そこへ九数ファンクラブの女子三人が駆け寄る
、
九数ファンクラブA:九数先輩!部活お疲れ様です!あの、これ…(手紙を差しだす)受け取って下さい!
九数ファンクラブB:私も!
九数ファンクラブC:わ、私のもっ!
九数、それらをさわやかな笑顔で受け取る
。
九数:ありがとう。家に帰ってゆっくり読むよ。
九数ファンクラブ三人:きゃー!ありがとうございます!では!
九数ファンクラブ三人、走って帰る。
白川:さすが、九数先輩、モテますね。
九数:そんなことねえよ。
九数、もらった手紙三つをその場で破り捨てる。
白川:せ、先輩!?
九数:ん?なんだ?
白川:あの、手紙、折角もらったのにいいんですか…?
九数:ああ、これ。別にいいんじゃないの?
白川:そんな。先輩のことを思って一生懸命書いてきただろうに…。
九数:一生懸命書いてきていようがそうじゃなかろうが、一人で堂々と来なかったら意味ないだろ。さっきの三人は手紙渡したいだけだ。別に俺と本気で付き合いたいわけじゃねえ。
白川:でも、だからって言って…
九数:(嘲笑)まあでも、最初にしゃべり始めたツインテールの子は普通に可愛かったから1回くらいならデートしてやってもいいけどな。
白川:先輩のそういうところ、僕は嫌いです(ぼそっ)
九数:ん?なんか言ったか?
白川:いえ、何でもないです。
九数:そうか。そういえば、お前の好きな子…愛花ちゃんだっけ?あの子どうした、元気にしているか?

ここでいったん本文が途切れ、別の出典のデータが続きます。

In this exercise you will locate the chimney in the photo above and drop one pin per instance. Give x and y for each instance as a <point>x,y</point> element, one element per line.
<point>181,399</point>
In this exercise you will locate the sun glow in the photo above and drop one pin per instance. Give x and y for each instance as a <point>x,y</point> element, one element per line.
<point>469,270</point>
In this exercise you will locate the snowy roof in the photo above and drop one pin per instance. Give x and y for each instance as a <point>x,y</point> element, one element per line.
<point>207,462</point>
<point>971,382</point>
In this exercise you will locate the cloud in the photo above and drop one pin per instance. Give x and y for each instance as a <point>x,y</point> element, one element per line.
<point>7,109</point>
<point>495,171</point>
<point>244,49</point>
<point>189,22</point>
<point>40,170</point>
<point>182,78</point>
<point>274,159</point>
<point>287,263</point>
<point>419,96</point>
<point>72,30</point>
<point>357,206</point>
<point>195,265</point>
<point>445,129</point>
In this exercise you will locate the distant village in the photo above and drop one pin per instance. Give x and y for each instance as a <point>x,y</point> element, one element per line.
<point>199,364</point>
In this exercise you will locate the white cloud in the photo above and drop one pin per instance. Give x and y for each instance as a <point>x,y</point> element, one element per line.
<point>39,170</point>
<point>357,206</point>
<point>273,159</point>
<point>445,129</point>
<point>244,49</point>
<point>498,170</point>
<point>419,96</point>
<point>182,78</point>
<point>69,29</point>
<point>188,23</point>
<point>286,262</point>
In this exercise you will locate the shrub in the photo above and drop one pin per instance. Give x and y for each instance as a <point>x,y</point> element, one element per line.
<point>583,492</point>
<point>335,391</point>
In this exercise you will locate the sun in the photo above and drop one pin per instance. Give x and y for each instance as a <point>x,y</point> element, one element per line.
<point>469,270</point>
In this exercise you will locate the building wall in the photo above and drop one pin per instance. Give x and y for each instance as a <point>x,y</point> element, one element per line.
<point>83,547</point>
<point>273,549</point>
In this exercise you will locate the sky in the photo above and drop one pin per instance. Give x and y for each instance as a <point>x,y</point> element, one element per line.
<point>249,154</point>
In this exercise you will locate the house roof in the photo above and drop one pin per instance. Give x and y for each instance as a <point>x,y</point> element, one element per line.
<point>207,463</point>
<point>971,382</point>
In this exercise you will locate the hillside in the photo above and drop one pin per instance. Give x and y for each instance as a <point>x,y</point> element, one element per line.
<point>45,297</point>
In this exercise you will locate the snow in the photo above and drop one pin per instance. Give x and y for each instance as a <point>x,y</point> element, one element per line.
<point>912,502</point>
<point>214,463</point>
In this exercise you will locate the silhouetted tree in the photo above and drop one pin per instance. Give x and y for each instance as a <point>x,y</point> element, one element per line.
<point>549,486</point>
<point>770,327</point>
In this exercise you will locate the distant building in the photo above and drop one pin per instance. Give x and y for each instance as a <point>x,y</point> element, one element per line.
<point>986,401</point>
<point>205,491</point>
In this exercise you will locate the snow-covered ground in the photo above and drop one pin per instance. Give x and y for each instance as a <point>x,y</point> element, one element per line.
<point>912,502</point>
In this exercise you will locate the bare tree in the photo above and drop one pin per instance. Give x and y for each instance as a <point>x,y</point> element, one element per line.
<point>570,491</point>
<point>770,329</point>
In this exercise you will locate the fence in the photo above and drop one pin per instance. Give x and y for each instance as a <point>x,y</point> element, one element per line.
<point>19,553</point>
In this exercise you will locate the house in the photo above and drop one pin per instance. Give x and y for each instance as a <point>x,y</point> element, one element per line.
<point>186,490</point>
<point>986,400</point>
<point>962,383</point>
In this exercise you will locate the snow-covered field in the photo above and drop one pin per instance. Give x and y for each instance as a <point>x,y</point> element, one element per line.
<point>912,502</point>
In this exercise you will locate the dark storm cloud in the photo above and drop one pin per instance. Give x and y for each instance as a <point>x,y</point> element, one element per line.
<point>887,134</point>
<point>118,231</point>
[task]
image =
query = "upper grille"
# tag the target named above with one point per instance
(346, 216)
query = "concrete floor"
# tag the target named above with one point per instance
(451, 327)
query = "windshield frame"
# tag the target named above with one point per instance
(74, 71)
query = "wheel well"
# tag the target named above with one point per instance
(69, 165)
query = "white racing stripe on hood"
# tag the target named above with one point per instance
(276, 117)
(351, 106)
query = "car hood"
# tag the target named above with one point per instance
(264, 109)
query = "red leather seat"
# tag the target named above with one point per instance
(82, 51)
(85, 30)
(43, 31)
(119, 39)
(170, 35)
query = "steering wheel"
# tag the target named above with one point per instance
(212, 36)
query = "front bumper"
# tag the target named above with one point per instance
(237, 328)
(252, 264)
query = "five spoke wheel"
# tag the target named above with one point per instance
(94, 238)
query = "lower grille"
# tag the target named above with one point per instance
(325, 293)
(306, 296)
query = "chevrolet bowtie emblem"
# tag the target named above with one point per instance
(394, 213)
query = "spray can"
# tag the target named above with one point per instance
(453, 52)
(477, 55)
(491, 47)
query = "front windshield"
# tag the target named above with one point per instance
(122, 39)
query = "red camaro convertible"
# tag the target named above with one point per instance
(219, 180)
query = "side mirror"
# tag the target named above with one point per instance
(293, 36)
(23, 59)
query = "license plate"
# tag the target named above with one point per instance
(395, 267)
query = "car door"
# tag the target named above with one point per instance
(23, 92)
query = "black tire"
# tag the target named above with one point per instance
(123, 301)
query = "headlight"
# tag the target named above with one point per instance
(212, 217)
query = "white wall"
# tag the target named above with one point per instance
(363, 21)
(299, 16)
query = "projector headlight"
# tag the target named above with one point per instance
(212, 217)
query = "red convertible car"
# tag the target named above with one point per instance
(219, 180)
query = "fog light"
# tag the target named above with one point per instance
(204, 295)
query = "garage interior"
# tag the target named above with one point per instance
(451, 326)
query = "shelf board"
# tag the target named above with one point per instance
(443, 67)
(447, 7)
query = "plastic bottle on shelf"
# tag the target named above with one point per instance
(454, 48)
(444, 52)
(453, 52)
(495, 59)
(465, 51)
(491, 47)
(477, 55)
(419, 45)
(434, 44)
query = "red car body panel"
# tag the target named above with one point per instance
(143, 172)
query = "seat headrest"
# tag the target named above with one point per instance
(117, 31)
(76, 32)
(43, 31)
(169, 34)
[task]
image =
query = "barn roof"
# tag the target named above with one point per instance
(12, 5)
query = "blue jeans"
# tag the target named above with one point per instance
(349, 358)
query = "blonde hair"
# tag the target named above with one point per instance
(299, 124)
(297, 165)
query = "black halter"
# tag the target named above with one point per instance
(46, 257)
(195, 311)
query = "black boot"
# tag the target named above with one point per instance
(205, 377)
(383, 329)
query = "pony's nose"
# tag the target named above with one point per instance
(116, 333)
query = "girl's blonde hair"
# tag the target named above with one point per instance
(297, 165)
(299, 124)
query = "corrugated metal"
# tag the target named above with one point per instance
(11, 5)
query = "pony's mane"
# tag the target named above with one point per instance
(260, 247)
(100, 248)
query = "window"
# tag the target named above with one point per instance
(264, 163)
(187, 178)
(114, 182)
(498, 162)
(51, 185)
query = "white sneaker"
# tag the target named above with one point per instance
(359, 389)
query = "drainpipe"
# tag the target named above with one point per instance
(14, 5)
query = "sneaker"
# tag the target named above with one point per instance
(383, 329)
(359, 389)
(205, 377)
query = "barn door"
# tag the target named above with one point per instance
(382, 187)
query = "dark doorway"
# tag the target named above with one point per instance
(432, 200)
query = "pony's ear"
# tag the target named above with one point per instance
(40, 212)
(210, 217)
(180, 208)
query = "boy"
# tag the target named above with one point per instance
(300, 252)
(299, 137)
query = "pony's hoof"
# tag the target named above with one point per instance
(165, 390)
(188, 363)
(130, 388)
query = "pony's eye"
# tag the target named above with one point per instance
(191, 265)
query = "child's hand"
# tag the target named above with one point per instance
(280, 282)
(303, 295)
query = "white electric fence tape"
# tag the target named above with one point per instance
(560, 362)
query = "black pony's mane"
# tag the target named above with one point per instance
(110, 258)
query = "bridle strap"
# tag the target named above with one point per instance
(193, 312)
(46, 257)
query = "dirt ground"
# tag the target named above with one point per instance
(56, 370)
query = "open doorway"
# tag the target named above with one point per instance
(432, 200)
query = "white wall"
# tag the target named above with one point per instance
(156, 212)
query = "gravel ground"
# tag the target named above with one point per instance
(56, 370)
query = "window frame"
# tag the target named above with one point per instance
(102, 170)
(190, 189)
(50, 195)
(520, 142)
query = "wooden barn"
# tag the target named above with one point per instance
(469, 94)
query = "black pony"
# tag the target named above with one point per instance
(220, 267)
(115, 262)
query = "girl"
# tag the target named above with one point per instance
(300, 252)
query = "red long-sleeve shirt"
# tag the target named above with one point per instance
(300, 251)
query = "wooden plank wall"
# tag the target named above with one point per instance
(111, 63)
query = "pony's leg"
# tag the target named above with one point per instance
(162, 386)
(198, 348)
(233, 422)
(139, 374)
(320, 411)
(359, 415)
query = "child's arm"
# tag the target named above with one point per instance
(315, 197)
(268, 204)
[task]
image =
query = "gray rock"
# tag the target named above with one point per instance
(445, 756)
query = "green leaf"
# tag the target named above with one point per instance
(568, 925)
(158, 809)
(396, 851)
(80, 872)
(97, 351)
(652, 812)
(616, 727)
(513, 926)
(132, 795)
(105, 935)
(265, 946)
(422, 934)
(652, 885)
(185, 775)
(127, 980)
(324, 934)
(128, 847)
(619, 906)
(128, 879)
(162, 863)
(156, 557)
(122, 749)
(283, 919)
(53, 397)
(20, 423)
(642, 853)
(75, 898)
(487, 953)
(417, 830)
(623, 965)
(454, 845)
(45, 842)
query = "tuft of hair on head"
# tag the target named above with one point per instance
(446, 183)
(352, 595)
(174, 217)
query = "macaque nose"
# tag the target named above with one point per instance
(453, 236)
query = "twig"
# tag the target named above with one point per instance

白川:べ、別に、好きってわけじゃないですけど…。あ、そういえば、あの子不登校で週一回学校来たら多い方なんですけど、今日は珍しく来ているんですよね。よかったら紹介しましょうか?
九数:いいの?
白川:はい。あ、でも手出したりしちゃだめですよ。
九数:出さねえよ。ていうか、やっぱり好きなんじゃん。
白川:ち、違…っ
愛花、舞台登場。白川達に歩み寄る。
愛花:あ、白川。
白川:愛花!
愛花:今帰り?えっと、そちらの方は…?
白川:あ、この人は…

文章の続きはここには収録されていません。